The Music of Halacha: Learning How to Hate Part One
“There are three whom the Holy One, Blessed is He, hates: One who says one thing with his mouth while meaning another thing in his heart, one who knows testimony affecting his friend, but does not testify on his behalf, and one who sees his friend involved in a sexual transgression and testifies against him without a second witness (Pesachim 113b).”
The Talmud is introducing four issues that I wish to explore in this series: 1) Hate, 2) Saying something while feeling something else, 3) not advocating for someone, and 4) speaking of someone else who sins when our testimony will not be accepted in Beit Din.
- When is it permitted to hate? What form does permitted hatred take? Does it apply to anyone, even a child or spouse?
- May one spouse say something to the other to avoid conflict? May a man say, “I love you” to his wife when he hates her? May a woman tell her husband that she understands why he is so upset with his boss even as she feels that he is being an idiot?
- Are we obligated to become involved in disputes when we know something that will benefit one of the parties?
- Is the Penn State assistant coach permitted to speak publicly (not in court) of what he saw Mr Sandusky allegedly do to a young boy? Is a reporter allowed to write about something he saw a politician or celebrity do in public?
The Gemara in Pesachim continues: Rabbi Shmuel bar Rav Yitzchak said in the name of Rav, “Although one who sees his friend commit an immoral act is prohibited to testify as a single witness against him, he is permitted to hate him.
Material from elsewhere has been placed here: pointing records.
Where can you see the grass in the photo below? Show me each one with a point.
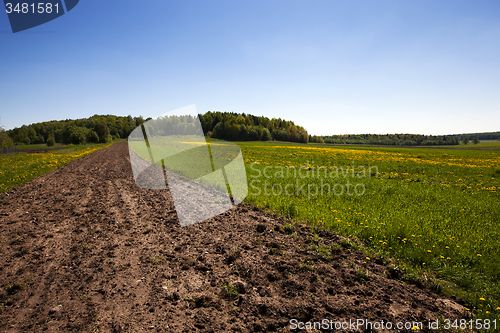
(19, 168)
(435, 209)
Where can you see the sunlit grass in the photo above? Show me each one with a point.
(19, 168)
(437, 210)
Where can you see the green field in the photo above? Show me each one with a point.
(437, 210)
(19, 168)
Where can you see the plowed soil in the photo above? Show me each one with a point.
(84, 249)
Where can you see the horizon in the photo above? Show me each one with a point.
(341, 134)
(330, 66)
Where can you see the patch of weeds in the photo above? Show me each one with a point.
(289, 228)
(292, 210)
(242, 271)
(86, 247)
(13, 287)
(156, 260)
(228, 291)
(336, 248)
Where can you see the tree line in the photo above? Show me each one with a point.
(246, 127)
(96, 129)
(105, 128)
(393, 139)
(220, 125)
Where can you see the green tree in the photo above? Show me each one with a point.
(51, 141)
(102, 131)
(5, 140)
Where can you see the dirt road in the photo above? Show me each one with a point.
(86, 250)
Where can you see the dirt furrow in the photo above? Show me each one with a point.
(84, 249)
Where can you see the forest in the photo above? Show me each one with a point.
(220, 125)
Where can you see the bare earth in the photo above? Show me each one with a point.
(86, 250)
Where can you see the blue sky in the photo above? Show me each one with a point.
(334, 67)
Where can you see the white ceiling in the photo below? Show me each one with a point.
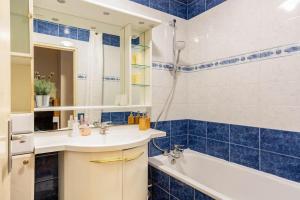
(95, 12)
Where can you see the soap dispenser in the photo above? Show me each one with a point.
(131, 119)
(75, 128)
(137, 118)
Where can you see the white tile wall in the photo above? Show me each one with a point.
(264, 93)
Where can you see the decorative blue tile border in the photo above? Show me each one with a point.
(162, 66)
(168, 188)
(111, 40)
(81, 76)
(271, 53)
(185, 9)
(174, 7)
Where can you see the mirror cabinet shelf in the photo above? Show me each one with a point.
(21, 56)
(62, 58)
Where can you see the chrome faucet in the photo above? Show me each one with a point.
(177, 152)
(103, 126)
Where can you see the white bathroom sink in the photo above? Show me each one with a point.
(117, 138)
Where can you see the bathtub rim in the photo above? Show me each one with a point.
(207, 190)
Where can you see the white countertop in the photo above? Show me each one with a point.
(117, 138)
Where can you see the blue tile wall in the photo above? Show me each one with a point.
(272, 151)
(165, 187)
(60, 30)
(185, 9)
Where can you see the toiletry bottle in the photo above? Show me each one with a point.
(75, 129)
(148, 121)
(133, 59)
(70, 122)
(131, 119)
(81, 121)
(143, 123)
(84, 128)
(137, 118)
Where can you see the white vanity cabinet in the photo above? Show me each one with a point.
(22, 177)
(118, 175)
(135, 176)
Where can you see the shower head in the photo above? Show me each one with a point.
(180, 45)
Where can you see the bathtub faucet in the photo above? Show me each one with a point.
(177, 152)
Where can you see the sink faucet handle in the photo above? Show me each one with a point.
(106, 124)
(178, 147)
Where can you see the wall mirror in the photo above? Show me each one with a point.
(100, 57)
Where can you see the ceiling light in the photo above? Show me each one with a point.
(67, 43)
(67, 31)
(289, 5)
(55, 19)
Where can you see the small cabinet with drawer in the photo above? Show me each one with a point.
(22, 177)
(117, 175)
(46, 176)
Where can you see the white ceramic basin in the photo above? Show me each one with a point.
(117, 138)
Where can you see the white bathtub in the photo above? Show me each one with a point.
(223, 180)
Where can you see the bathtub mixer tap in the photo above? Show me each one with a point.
(177, 152)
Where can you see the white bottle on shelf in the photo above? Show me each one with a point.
(75, 128)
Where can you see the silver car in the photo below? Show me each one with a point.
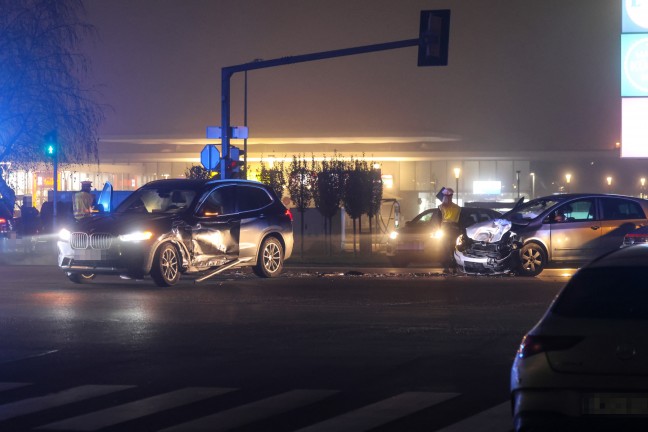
(556, 228)
(584, 365)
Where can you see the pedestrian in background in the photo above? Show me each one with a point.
(450, 225)
(83, 201)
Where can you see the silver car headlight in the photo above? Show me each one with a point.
(136, 236)
(64, 235)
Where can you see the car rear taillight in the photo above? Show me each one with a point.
(531, 344)
(635, 238)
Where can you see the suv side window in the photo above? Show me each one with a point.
(219, 202)
(619, 209)
(252, 198)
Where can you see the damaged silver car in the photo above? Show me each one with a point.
(574, 228)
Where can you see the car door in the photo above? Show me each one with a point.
(578, 237)
(254, 207)
(216, 228)
(619, 217)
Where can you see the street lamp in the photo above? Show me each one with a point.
(532, 185)
(457, 172)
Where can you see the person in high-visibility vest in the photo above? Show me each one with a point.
(83, 201)
(450, 225)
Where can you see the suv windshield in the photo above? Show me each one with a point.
(157, 200)
(531, 210)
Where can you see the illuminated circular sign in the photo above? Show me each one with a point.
(635, 65)
(638, 12)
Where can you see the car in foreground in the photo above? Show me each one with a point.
(172, 227)
(558, 228)
(584, 365)
(420, 240)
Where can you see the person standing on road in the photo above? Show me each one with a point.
(83, 201)
(450, 225)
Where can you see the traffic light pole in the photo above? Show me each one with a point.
(227, 72)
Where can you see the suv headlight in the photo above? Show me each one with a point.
(136, 236)
(64, 235)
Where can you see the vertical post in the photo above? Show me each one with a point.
(55, 169)
(226, 75)
(245, 124)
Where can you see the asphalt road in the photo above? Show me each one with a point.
(316, 349)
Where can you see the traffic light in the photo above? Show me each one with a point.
(434, 34)
(233, 163)
(51, 145)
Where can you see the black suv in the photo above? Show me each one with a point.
(171, 227)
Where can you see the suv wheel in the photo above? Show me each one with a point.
(270, 259)
(166, 266)
(533, 260)
(80, 277)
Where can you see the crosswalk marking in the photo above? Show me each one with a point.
(253, 411)
(382, 412)
(495, 419)
(9, 386)
(32, 405)
(133, 410)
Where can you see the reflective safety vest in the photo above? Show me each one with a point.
(450, 212)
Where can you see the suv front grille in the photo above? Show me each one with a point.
(79, 241)
(99, 241)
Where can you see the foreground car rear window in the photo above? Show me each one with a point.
(606, 293)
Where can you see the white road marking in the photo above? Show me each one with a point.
(133, 410)
(253, 411)
(382, 412)
(76, 394)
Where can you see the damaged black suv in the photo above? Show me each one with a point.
(172, 227)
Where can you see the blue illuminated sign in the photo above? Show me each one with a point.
(634, 16)
(634, 65)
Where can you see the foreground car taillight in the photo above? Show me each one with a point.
(531, 344)
(289, 214)
(635, 238)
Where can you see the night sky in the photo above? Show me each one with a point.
(522, 73)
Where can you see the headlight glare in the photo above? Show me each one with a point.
(64, 235)
(136, 236)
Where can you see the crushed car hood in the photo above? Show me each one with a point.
(489, 231)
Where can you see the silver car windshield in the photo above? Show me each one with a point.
(157, 200)
(531, 210)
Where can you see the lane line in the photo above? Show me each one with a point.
(382, 412)
(495, 419)
(254, 411)
(134, 410)
(76, 394)
(9, 386)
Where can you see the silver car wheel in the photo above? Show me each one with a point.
(271, 257)
(169, 264)
(270, 260)
(533, 259)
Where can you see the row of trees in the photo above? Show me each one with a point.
(328, 185)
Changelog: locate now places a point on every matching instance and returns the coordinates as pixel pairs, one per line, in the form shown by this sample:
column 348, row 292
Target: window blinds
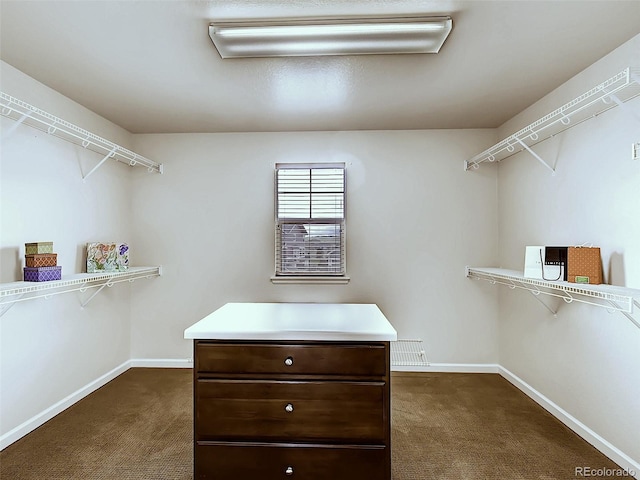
column 310, row 217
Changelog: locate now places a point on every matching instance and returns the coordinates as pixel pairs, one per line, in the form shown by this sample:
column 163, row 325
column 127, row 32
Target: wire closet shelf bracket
column 11, row 293
column 22, row 112
column 611, row 93
column 605, row 296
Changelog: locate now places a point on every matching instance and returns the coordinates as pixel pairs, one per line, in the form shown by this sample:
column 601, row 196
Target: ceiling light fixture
column 311, row 37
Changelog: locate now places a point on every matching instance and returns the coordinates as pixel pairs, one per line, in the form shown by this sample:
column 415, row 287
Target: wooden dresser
column 291, row 408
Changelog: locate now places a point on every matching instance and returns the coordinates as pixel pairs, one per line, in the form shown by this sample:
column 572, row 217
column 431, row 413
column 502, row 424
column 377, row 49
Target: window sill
column 337, row 280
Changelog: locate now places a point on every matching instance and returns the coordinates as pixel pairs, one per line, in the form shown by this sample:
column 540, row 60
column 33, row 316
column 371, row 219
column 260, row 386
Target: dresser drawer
column 285, row 410
column 282, row 462
column 295, row 359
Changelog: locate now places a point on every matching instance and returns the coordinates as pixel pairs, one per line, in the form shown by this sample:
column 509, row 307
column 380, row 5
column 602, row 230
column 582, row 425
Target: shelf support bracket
column 625, row 107
column 536, row 156
column 537, row 297
column 636, row 304
column 7, row 306
column 111, row 154
column 105, row 284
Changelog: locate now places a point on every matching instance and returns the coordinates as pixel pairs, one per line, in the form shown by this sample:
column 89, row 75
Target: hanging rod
column 22, row 112
column 605, row 296
column 618, row 89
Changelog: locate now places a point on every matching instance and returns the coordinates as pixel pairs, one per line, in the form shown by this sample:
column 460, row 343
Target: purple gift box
column 42, row 274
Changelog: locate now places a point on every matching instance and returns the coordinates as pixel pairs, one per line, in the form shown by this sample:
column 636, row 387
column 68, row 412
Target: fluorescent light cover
column 372, row 35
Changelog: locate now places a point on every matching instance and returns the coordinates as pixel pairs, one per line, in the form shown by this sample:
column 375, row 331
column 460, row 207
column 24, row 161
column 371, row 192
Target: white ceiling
column 150, row 67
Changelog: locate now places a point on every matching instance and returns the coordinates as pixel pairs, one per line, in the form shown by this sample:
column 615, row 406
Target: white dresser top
column 294, row 321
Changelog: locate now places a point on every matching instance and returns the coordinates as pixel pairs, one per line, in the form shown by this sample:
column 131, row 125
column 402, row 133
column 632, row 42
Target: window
column 310, row 220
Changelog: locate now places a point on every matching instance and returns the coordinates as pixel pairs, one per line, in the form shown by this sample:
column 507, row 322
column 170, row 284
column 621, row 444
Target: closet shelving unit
column 612, row 298
column 611, row 93
column 22, row 112
column 10, row 293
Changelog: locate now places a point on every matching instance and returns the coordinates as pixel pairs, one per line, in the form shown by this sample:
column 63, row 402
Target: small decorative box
column 107, row 257
column 42, row 260
column 38, row 247
column 42, row 274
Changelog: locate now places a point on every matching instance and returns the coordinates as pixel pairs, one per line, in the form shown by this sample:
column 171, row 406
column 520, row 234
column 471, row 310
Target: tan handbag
column 584, row 265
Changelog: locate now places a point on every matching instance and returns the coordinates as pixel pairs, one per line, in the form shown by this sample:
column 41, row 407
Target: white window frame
column 298, row 220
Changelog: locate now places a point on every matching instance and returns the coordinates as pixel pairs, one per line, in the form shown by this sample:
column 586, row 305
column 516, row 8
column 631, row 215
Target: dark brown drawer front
column 282, row 410
column 300, row 359
column 280, row 462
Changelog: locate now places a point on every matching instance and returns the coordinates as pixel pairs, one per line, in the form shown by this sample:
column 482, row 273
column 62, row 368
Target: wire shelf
column 22, row 112
column 408, row 353
column 616, row 90
column 606, row 296
column 13, row 292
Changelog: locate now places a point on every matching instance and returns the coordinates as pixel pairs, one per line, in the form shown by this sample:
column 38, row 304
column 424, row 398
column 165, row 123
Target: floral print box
column 107, row 257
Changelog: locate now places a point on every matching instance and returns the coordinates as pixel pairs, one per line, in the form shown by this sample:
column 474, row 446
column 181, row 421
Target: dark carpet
column 444, row 427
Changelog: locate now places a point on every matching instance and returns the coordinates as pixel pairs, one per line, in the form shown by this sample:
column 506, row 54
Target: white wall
column 415, row 218
column 587, row 360
column 51, row 348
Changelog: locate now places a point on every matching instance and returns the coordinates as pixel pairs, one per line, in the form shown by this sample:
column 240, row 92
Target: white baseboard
column 161, row 363
column 449, row 368
column 619, row 457
column 34, row 422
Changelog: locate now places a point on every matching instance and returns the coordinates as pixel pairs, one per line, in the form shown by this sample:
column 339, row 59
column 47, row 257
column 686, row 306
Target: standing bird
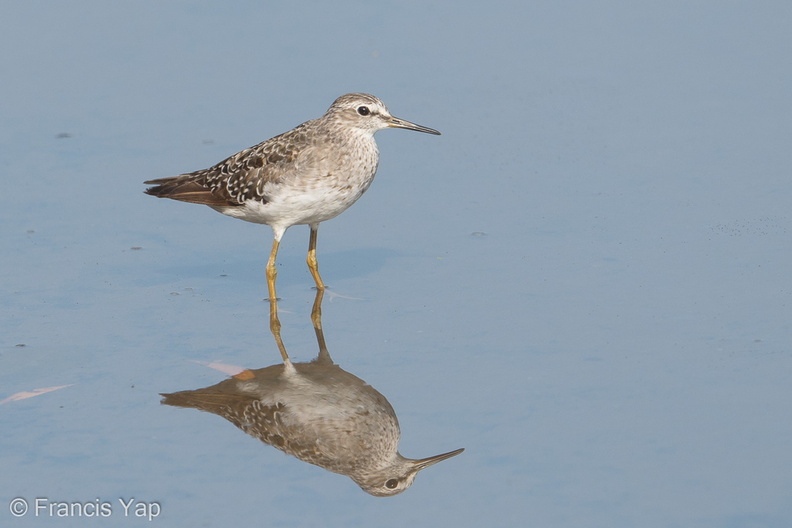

It is written, “If you see the donkey of the person you hate crouching under its burden you shall certainly help him (Exodus 23:5).” Who is “the person you hate?” How can it be permitted to hate when it is written, “You shall not hate your brother in your heart (Leviticus 19:17)?” The case is where he saw him involved in an immoral transgression.”
Rav Nachman bar Yitzchak said, “It is a Mitzvah to hate him, because it says, “Fear of God is hatred of evil (Proverbs 8:13).”
The Halachic authorities differentiate between different sins. Normally, one is obligated to reprove a transgressor, and see him reject the reproof, before one is permitted to hate him (Rambam, Hilchot Rotzei’ach 13:14; Sefer HaChinuch #80; Smag, Positive Commandments #9). However, this example of a sexual transgression is such a notorious and established transgression that it is not necessary to rebuke the sinner before hating him (Sefer Chafetz Chaim, Laws of Lishon haRah, Be’er Mayim Chaim 4:14)
- Would this apply in our times when such transgressions are not considered by society as ‘notorious,’ and when they are more common?
- Do we consider a sexual transgression in our very sexual society with more compassion?
- Must I ask a Halachic question each time I observe someone sinning, whether I am permitted, or even obligated, to hate the sinner even before seeing him reject reproof?
The Michtav MeiEliyahu (Kuntress haChesed, Volume I, Chapter 4) explains this and another Gemara in Bava Metzia (32b) as teaching us that by choosing to help an enemy load and unload a donkey, the person wages war against his natural inclination to hate the other. It is more important to subdue one’s natural impulse to hate a sinner by unloading his enemy’s animal than to alleviate an animal’s pain.
- Are the laws of helping an enemy load and unload an animal included in the Mitzvah to “Love a neighbor as he loves himself?”
- Is the Mitzvah to love cancelled out when I am obligated to hate?
- If there is no Mitzvah to love a person whom I am obligated to hate, why am I obligated to help him load and unload his beast of burden, which seems to be included in the Mitzvah to love (Rambam, Peirush al haMishnah Peiah 1:1)?
Tosafot (Pesachim 113b s.v. ‘He saw him commit an immoral act’) elaborates: In a relationship between two people, the sentiments of each are mirrored by the other, as the verse says, “As water reflects a face back to a face, so one’s heart is reflected back to him by another (Proverbs 27:19).” Therefore, if someone hates a sinner, the sinner will hate him back. Consequently, they will come to a point of full-fledged hatred. At that point, the hatred has become an expression of the Evil Inclination and must be subdued.
- If my hatred fosters a responsive hatred, is that an indication that my hatred of the sinner is not for the proper reason? That I am not hating properly?
- Is there a way to hate as a Mitzvah without engendering a responsive hatred?